[BAWUG] Problem sniffing 802.11b packets with Cisco Aironet 341

Tue, 04 Jun 2002 08:31:33 -0700 

Hello, 

As a student in computer science, I have to expose the ways to exploit
vulnerabilities of protocols used in wireless. 
I have a Cisco Aironet PCM-341 (firmware version 4.13) card and a Cisco
Aironet 340 wireless bridge AP. The AP is connected to a hub to the LAN.
I managed to make the wireless card working but I cannot sniff 802.11
packets. All I see is normal 802.3. I followed the steps described in
this howto : http://www.cs.umd.edu/~npetroni/airo.html but it still
doesnt work. Please could you help me find out what is wrong with what
I'm doing. 

My system on the laptop is a RH 7.2 Linux with standard installation and
no modification. 

#uname -a 
Linux localhost.localdomain 2.4.7-10 #1 Thu Sep 6 17:27:27 EDT 2001 i686
unknown 

#lsmod 
Module Size Used by 
vfat 9584 0 (autoclean) 
fat 32384 0 (autoclean) [vfat] 
soundcore 4464 0 (autoclean) 
airo_cs 3872 0 (unused) 
airo 68608 0 [airo_cs] 
ds 7056 2 [airo_cs] 
yenta_socket 9488 2 
pcmcia_core 41600 0 [airo_cs ds yenta_socket] 
autofs 11520 0 (autoclean) (unused) 
appletalk 20912 0 (autoclean) 
ipx 16448 0 (autoclean) 
ipchains 39200 0 
ext3 64624 4 
jbd 40992 4 [ext3] 

As written in the howto, I have upgraded the kernel to 2.4.18. I
compiled it with the most recent airo-linux drivers from here
cvs.airo-linux.sourceforge.net, copied the airo-linux/kernel/airo* files
into /usr/src/linux/drivers/net/wireless. 

#uname -a 
Linux localhost.localdomain 2.4.18 #1 SMP Tue Jun 4 10:50:08 CEST 2002
i686 unknown 

#lsmod 
Module Size Used by 

The Cisco card is well recognized by the kernel and works fine. 
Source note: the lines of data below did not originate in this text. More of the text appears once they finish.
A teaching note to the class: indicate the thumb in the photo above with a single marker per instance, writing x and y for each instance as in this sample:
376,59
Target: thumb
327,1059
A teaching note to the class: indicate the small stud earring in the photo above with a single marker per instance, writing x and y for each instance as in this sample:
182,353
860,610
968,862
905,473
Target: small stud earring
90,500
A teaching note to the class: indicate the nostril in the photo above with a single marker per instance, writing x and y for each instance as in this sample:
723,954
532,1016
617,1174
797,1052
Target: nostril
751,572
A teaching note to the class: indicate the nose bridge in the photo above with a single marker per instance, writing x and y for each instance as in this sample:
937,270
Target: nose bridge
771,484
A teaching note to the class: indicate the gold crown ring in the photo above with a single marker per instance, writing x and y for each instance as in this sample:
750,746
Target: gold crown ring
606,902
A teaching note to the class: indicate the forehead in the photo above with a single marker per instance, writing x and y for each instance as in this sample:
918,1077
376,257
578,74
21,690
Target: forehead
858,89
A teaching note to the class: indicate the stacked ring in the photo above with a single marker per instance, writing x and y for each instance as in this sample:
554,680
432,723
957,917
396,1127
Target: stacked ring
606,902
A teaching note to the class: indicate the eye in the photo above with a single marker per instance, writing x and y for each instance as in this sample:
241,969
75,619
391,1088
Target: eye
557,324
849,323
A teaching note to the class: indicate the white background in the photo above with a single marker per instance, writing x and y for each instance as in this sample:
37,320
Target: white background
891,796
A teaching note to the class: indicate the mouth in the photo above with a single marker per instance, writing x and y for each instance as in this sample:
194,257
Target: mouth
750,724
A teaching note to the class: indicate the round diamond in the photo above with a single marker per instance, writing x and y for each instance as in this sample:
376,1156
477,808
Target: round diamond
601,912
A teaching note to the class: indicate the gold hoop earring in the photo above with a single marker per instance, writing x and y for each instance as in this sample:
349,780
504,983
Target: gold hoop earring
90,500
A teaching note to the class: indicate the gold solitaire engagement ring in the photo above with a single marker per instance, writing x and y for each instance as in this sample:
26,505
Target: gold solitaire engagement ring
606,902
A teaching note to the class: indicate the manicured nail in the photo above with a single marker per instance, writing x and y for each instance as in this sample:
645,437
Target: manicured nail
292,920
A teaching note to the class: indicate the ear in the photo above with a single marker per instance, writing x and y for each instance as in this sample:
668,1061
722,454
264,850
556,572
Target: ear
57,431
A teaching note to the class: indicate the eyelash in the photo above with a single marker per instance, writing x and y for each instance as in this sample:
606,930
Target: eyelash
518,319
To be able to sniff 802.11 packets, I did the following: 

I removed old libpcap RPM and installed patched version of libpcap. I
found the pached version in RPM format here:
http://www.shaftnet.org/~pizza/software/ 

#rpm -e libpcap 
#rpm -i libpcap-0.7.1-1prism.i386.rpm 
#rpm -i libpcap-devel-0.7.1-1prism.i386.rpm 
#rpm -i libpcap-static-0.7.1-1prism.i386.rpm 

Then I compiled ethereal from the sources and installed it. 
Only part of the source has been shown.